Several ECB Governing Council members have noted the need to be confident that wage increases are easing towards the 3-to-3.5% YoY range that is seen consistent with 2% inflation before interest rates can be cut. As data on Q1 2024 wages will only be available in May, this suggests that the ECB will not ease monetary policy before June.

Future ECB decisions will also consider GDP growth. In the five quarters to the end of 2023, the average growth rate of GDP was zero (see Chart 4). The low composite PMI index in early 2024 points to a high risk of stagnation until mid-2024. In the medium term, a widening output gap will put downward pressure on inflation, perhaps pushing it below the ECB’s 2% target. If so, it would be natural to expect significant policy rate cuts, perhaps larger than markets currently discount.

Chart 4. Eurozone PMI composite and GDP growth

chart4.png

Source: LSEG Data & Analytics and EFGAM calculations. Data as at 04 March 2024.

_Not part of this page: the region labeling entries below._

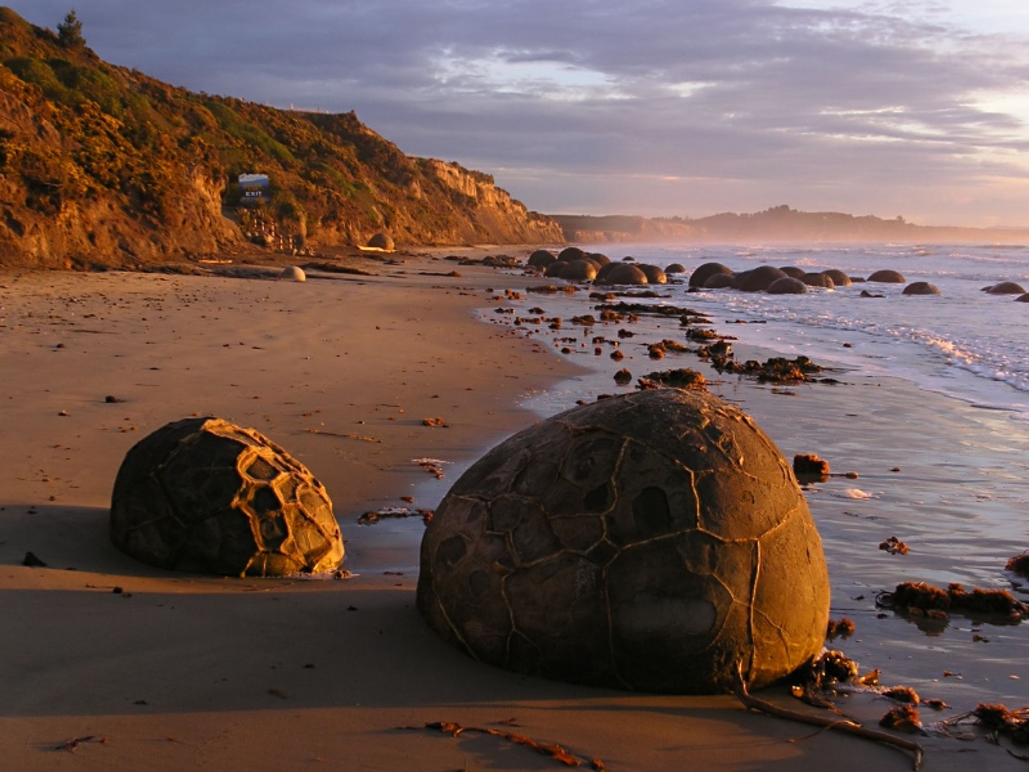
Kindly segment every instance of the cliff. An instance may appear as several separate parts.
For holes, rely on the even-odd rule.
[[[241,173],[271,201],[238,209]],[[0,8],[0,265],[140,265],[294,243],[561,242],[489,175],[406,155],[353,113],[192,93]],[[242,227],[241,227],[242,225]]]

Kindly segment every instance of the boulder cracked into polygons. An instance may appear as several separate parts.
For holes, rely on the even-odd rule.
[[[655,389],[500,444],[422,540],[418,607],[475,659],[603,687],[751,688],[821,650],[829,586],[789,464],[738,409]]]
[[[169,423],[130,449],[110,532],[145,563],[222,575],[331,570],[344,554],[321,483],[264,435],[220,418]]]

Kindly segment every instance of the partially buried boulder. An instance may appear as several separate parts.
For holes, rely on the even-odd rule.
[[[694,272],[689,275],[689,286],[703,287],[707,280],[715,274],[729,274],[732,276],[733,270],[722,266],[720,262],[705,262],[703,266],[698,266],[694,269]]]
[[[500,444],[422,539],[418,608],[477,660],[596,686],[759,688],[822,647],[829,586],[789,465],[745,414],[655,389]]]
[[[110,534],[145,563],[222,575],[330,570],[344,554],[321,483],[263,434],[220,418],[167,424],[129,451]]]
[[[927,281],[913,281],[900,294],[939,294],[939,287]]]
[[[907,279],[903,278],[903,274],[899,271],[890,271],[885,269],[883,271],[876,271],[868,277],[868,281],[883,282],[884,284],[903,284]]]
[[[792,276],[784,276],[769,284],[769,294],[804,294],[808,291],[808,285]]]

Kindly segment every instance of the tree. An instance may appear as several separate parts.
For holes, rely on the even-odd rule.
[[[68,48],[78,48],[85,45],[85,38],[82,37],[82,23],[78,21],[74,8],[68,11],[65,21],[58,25],[58,39],[62,45]]]

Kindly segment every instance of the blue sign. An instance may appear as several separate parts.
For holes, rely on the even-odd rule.
[[[254,206],[256,204],[267,204],[271,200],[271,197],[268,195],[267,174],[240,175],[240,204],[243,206]]]

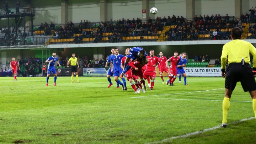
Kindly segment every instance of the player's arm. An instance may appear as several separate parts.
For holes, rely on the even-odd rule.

To conclude, smaller-than-expected declines in inflation and comments by ECB Governing Council members have firmed investors’ views that policy rates will not be cut before June. However, inflation is likely to moderate further as the year progresses reflecting falling input costs and anaemic growth. The ECB's maintenance of tighter financing conditions for longer increases the downside risks to inflation and could lead to larger rate cuts than are currently priced in.